Ruth Cohen is one of those survivors who attended a ceremony for "Days of Remembrance" at the US Capitol in Washington DC.

The United States Congress established the Days of Remembrance as the nation's annual commemoration of the Holocaust.

Each year, during the Days of Remembrance, the U.S. Holocaust Memorial Museum leads the nation in honoring the victims of the Holocaust and Nazi persecution.

Cohen is remembering her mother, brother and two other siblings who went in to Auschwitz but did not come out alive.

"In '44 we were taken to Auschwitz," she remembered with her voice quivering. "My father, my sister and I survived, the rest of the family is gone."

Ruth is worried when she looks at today's society. Sighing, she said, "We're going backwards, that we're going towards Hitler.  That's my honest fear," she said.

She has a message. "Go forward. Work hard to make humanity happy, well, able to live in peace."

Nuremberg prosecutor Benjamin Ferencz was the keynote speaker Monday.

At 99, he's the last surviving attorney of the Nuremberg trial.

He successfully prosecuted one of the world's first convictions of crime against humanity of Nazi perpetrators.

He got 22 guilty verdicts for high-ranking Nazi's on trial for the murders of more than a million people.

Currently -- he concentrates on peace --and is opposed to war -- his slogan is "law, not war."

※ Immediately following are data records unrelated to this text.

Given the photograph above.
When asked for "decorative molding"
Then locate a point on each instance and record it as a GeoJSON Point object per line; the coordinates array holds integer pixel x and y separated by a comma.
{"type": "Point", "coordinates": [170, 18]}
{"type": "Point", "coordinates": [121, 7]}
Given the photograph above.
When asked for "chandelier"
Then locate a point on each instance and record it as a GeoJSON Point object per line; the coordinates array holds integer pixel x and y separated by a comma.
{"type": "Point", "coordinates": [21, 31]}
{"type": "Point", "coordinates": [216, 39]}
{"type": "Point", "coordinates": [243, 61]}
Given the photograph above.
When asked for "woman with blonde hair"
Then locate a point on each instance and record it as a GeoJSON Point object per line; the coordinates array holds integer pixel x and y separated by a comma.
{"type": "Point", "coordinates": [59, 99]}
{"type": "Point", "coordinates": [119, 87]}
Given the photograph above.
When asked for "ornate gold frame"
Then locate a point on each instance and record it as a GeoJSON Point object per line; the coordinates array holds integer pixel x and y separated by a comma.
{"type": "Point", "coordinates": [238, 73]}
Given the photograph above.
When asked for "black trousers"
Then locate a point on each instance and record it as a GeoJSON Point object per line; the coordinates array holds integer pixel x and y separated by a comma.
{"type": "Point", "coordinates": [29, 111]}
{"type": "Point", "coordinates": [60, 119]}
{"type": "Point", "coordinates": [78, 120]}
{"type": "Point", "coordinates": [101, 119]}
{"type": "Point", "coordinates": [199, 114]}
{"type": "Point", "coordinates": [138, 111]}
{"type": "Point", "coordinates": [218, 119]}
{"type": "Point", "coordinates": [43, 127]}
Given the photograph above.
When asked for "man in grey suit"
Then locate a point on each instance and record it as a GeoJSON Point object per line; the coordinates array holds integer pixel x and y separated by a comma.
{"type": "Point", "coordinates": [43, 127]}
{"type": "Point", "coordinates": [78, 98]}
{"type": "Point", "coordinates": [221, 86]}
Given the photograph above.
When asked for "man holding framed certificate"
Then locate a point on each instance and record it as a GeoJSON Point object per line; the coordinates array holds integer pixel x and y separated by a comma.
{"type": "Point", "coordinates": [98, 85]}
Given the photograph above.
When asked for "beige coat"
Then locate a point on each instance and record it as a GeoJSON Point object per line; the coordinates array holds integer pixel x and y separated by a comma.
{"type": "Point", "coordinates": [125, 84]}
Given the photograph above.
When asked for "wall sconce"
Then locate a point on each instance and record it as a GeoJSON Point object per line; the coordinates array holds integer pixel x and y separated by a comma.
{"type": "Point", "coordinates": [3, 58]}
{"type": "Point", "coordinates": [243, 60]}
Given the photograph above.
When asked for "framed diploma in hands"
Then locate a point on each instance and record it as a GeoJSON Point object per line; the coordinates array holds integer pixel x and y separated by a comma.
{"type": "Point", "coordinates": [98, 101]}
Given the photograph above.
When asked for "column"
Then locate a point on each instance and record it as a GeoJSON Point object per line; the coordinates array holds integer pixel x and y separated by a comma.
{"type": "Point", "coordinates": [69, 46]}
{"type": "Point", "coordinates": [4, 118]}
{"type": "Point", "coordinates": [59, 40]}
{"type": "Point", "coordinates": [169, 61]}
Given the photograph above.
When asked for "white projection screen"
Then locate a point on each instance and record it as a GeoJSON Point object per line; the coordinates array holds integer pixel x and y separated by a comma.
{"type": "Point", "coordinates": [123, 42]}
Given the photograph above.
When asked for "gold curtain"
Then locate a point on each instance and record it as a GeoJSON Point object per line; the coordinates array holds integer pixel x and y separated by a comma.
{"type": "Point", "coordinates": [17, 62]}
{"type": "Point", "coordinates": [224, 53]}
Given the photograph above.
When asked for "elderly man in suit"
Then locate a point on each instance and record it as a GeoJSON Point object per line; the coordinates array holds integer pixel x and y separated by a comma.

"We'd save billions of dollars every day to take care of the really pressing needs all around the world and if we can do that, I'm sure that would be a revolution and salvation of this planet," he said.

His remedy is simple. "I have 3 pieces of advice," he said with a smile, "1, never give up, 2, never give up, 3, I hear the echo, saying never give up.  So it's up to the public to decide which way we go."

Ferencz graduated from Harvard Law School then enlisted as a private in the Army before fighting in the Battle of the Bulge.

Following World War II, he was recruited by General Telford Taylor, in charge of the Nuremberg trials, to direct a team of researchers in Berlin to investigate top secret documents in the German foreign ministry.

In 2016, Ferencz invested in the future of genocide prevention with the creation of the Ferencz International Justice Initiative at the U.S. Holocaust Memorial Museum's Simon-Skjodt Center for the Prevention of Genocide.

The US Holocaust Memorial Museum teaches we all have a role in shaping the future, by understanding the past.

"If we stand by and don't say anything and we let bigotry, hatred and anti semitism fester," said Robert Tanen of the US Holocaust Memorial Museum, "we're not doing anything about it and we're letting the haters win."

 

 

The week-long Days of Remembrance was first held in 1979 and then later established by Congress as the nation's commemoration of the Holocaust.

This year's Days of Remembrance will be observed from Sunday, April 8 through Sunday April 15.